Similar to Bitcoin in many ways, Litecoin is the most popular and secure alt-currency in the digital space. Transactions occur faster, with a new coin mined every 2.5 minutes (compared to every 10 minutes for Bitcoin); although Litecoin does not trade at the same volume. There are fewer security issues since it was created by a former Google employee, Charles Lee, now the Director of Engineering at Coinbase.
Litecoin was designed to handle overflow demand if Bitcoin became too popular, which is something we could see in 2017.
As far as cryptocurrency investors are concerned, Ripple is not the best option.
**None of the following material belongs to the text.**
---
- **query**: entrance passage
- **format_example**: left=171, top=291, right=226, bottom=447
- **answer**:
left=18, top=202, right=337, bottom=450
Since the initial release, the native currency supported on the open source ledger, known as Ripples, have lost 90% of their value. However, as a secure blockchain model, banks are strongly in favour of Ripple.
Unlike Bitcoin, Ripple is run centrally and considers itself a ‘”real-time gross settlement system”, and functions as a currency exchange and remittance network.’ The financial sector Magazine, American Banker noted that ‘from [a] banks’ perspective, distributed ledgers like the Ripple system have a number of advantages over cryptocurrencies like bitcoin.’
Since 2014, Ripple protocols and systems have been used by dozens of banks across the word. In Germany, America, Australia, and then worldwide, though payment provider, Earthport, integrating an international transfer option that is cheaper and quicker than traditional methods for clients that include Bank of America and HSBC.
In 2016, an interbank network was established, known as the Global Payments Steering Group (GPSG), to ‘oversee the creation and maintenance of Ripple payment transaction rules, formalised standards for activity using Ripple, and other actions to support the implementation of Ripple payment capabilities.’ The GPSG includes numerous well-known banks, including Santander, CIBC, Royal Bank of Canada and others with experience using Ripple.
Does this mean Ripple is the “next big thing” in cryptocurrency?
Not exactly. Bitcoin looks likely to grow in popularity in 2017. Ripple, on the other hand, will most likely consolidate its position as a more secure version that banks will use as part of their Blockchain revolution. We can potentially expect the cost of international payments to drop, thereby challenging new remittance providers to stay relevant in 2017.